Why does Firefox set a background color on the select arrow button when I set a custom border or background color?

Question

A default select input looks like this in FF 37:

When I try to give it a different border color like this:

select { border: 1px solid silver; }

It results into this:

For some reason when you give a select input a different border it also adds a background and border to the arrow button.

A similar thing happens when I do the following:

select { background: transparent; }     

It ends up like this:

Why is this happening and how can I just change the border or background of a select input without it changing the arrow down button?

jsfiddle with example

Answer 1

To remove this problem just set a border.

select {
     border:1px solid black;
    }

Answer 2

Answer given by Damian is not bad, but I prefered something what is easier to maintain. Basically, I also need to have a possibility to prepare one style, which I could change a color depending on theme, therefore png image (in base64) was not a good option.

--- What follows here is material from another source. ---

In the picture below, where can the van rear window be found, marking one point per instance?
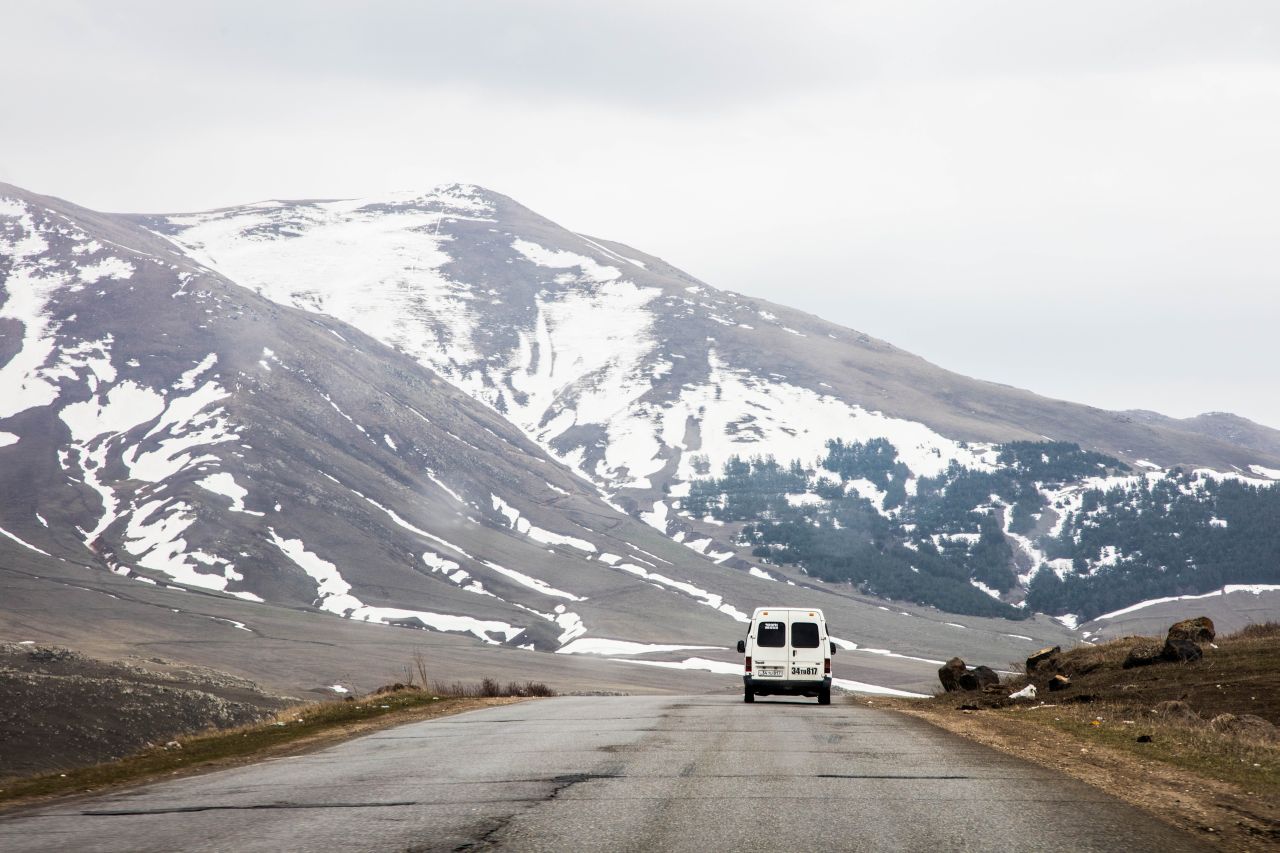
(804, 634)
(772, 634)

This is how this can be done with SVG:

select {
    -webkit-appearance: none;
    -moz-appearance: none;
    appearance: none;

    /* SVG background image */
    background: url("data:image/svg+xml;utf8,<svg xmlns='http://www.w3.org/2000/svg' width='100' height='100' fill='%23FF0000'><polygon points='20,0 80,0 50,52'/></svg>");
    background-size: 12px;
    background-position-x: right;
    background-position-y: calc(100% - 10px);
    background-repeat: no-repeat;
}

I use scss to generate styles based on variables, so i wanted to use $base-font-color as a color of triangle. The problem was encoding.

Chrome can handle simple .. fill='"+ $base-font-color +"' .. in:

background: url("data:image/svg+xml;utf8,<svg xmlns='http://www.w3.org/2000/svg' width='100' height='100' fill='"+ $base-font-color +"'><polygon points='20,0 80,0 50,52'/></svg>");

but firefox needed %23. That was a problem, bacause I store colors in variables as: $base-font-color: #3e4f5e; and not as a $base-font-color: '3e4f5e'. Solution was to convert color to string and use string replacement to replace '#' to '%23'

@function str-replace($string, $search, $replace: '') {
  $index: str-index($string, $search);

  @if $index {
    @return str-slice($string, 1, $index - 1) + $replace + str-replace(str-slice($string, $index + str-length($search)), $search, $replace);
  }

  @return $string;
}

@function to-string($value) {
  @return inspect($value);
}

select {
    -webkit-appearance: none;
    -moz-appearance: none;
    appearance: none;

    /* SVG background image */
    background: url("data:image/svg+xml;utf8,<svg xmlns='http://www.w3.org/2000/svg' width='100' height='100' fill='"+ str-replace(to-string($base-font-color), '#', '%23')  +"'><polygon points='20,0 80,0 50,52'/></svg>");
    background-size: 12px;
    background-position-x: right;
    background-position-y: calc(100% - 10px);
    background-repeat: no-repeat;
}

Answer 3

To start with, styling form elements is extremely complicated and troublesome. Some progress has been made lately, but behaviour is inconsistent from browser to browser. The problem comes from the way browser have historically handled form elements (letting the OS decide the element appearance).

Now to your question: for some reason, whenever you modify FF default stylesheet, the browser applies a different style to the dropdown (this may be a bug, a bad implementation or planned behaviour, but it's clearly annoying).

One solution would be to get rid of all the "chrome" altogether, using a vendor property -x-appearance: none, like this:

select {
  border: 1px solid silver;
  -webkit-appearance: none;
  -moz-appearance: none;
  padding-right: 25px;
  background: url(data:image/gif;base64,R0lGODlhCwALAJEAAAAAAP///xUVFf///yH5BAEAAAMALAAAAAALAAsAAAIPnI+py+0/hJzz0IruwjsVADs=);
  background-repeat: no-repeat;
  background-position: 95% 42%;
}

Note that you have to re-apply the down arrow (I did this by inserting an image as a background, encoded in base64.) You can use any image of your liking.

The problem with this approach is that it doesn't work in IE: http://caniuse.com/#search=appearance

Here you have a Fiddle to test it: https://jsfiddle.net/81L844p4/4/

Hope it helps.